In January 1999, Antex announced completion of its Phase I clinical trial for the Helicobacter vaccine, finding that the orally administered, whole-cell (plus adjuvant) vaccine was well tolerated and produced both systemic and mucosal immunity, especially in the stomach lining. Earlier animal studies showed the vaccine prevented infection in animals and cleared existing infections.

Technology Platform
Antex uses nutriment signal transduction (NST) to develop products for treating a broad spectrum of bacterial infections. NST regulates bacterial growth and/or virulence by reproducing, in the laboratory, critical environmental signals for bacterial growth. In other words, it results in antigenically enhanced "super-bugs" resulting in more potent, clinically relevant inactivated whole cell vaccines. There's another side to this, which should be of great interest to pharmaceutical developers. Some of the newly expressed virulence factors of NST-grown bacteria are metabolic proteins, which are currently being evaluated as novel drug targets for new antibiotics.

Antex now has eight issued or allowed patents for its NST technology, which include claims to its Campylobacter and Shigella vaccines as well as many other enteric bacteria.

Alliances
It's virtually impossible these days for a small company to bring a vaccine to market. Antex has therefore entered alliances with the top three worldwide vaccine developers to extend its reach into major anti-infective vaccine markets.

In May 1996, Antex and SmithKline Beecham formed a joint venture to develop and commercialize human bacterial vaccines for respiratory, gastrointestinal, and sexually transmitted diseases. This alliance could result in research and development and milestone payments to Antex totaling $30 million, plus royalty payments on product sales. SmithKline Beecham will be responsible for the clinical development, manufacturing and worldwide marketing of human bacterial vaccines resulting from the joint venture.

In 1994, Antex licensed Hin47, a subunit vaccine against Haemophilus influenzae (nontypeable), to Pasteur Mérieux Connaught, which is responsible for developing a vaccine product. Antex will receive milestone payments and royalties based on product sales. This vaccine could not be developed too soon: Otitis media, an ear infection caused by Haemophilus, is a leading infectious disease for infants and children and the bane of parents taking their children to pediatricians. Increasingly resistant to antibiotics, there are no vaccines on the market for this infection. A Phase I clinical trial of the vaccine began in February 1997.

In November 1994, Antex signed a Cooperative Research and Development Agreement (CRADA) with the Department of the Navy to clinically test Antex's vaccine to prevent gastroenteritis and diarrhea caused by Campylobacter, a nasty pathogen that causes "traveler's diarrhea" and infects an estimated 400 to 500 million people annually worldwide.
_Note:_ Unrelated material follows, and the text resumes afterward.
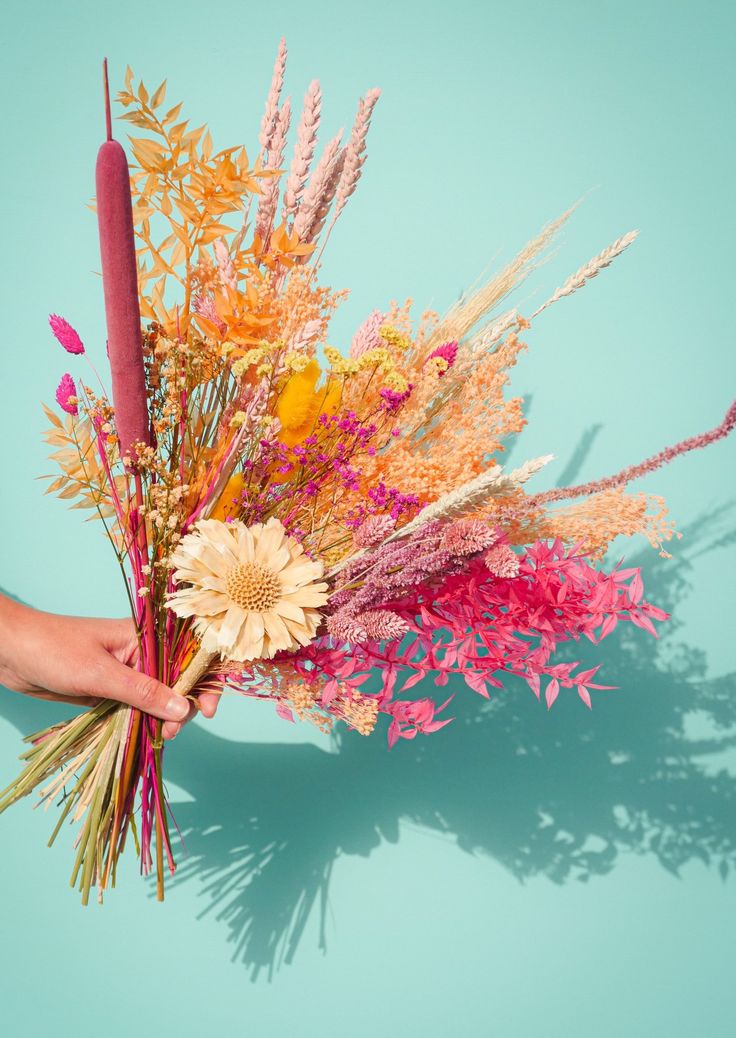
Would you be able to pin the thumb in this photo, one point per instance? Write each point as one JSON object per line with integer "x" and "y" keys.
{"x": 142, "y": 691}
Diarrhea is also a major killer of children in developing countries.

The Navy funded two Phase I clinical trials of the vaccine and is conducting a Phase II trial that began in July 1997 at Fort Detrick, MD.

In August 1996, Antex was awarded a Phase II Small Business Innovation Research (SBIR) grant by The National Institutes of Health (NIH) to develop a vaccine for Chlamydia trachomatis, the most prevalent sexually transmitted disease in the United States. Using Antex's ART technology, a novel surface protein has been identified and is in preclinical evaluation as a subunit vaccine.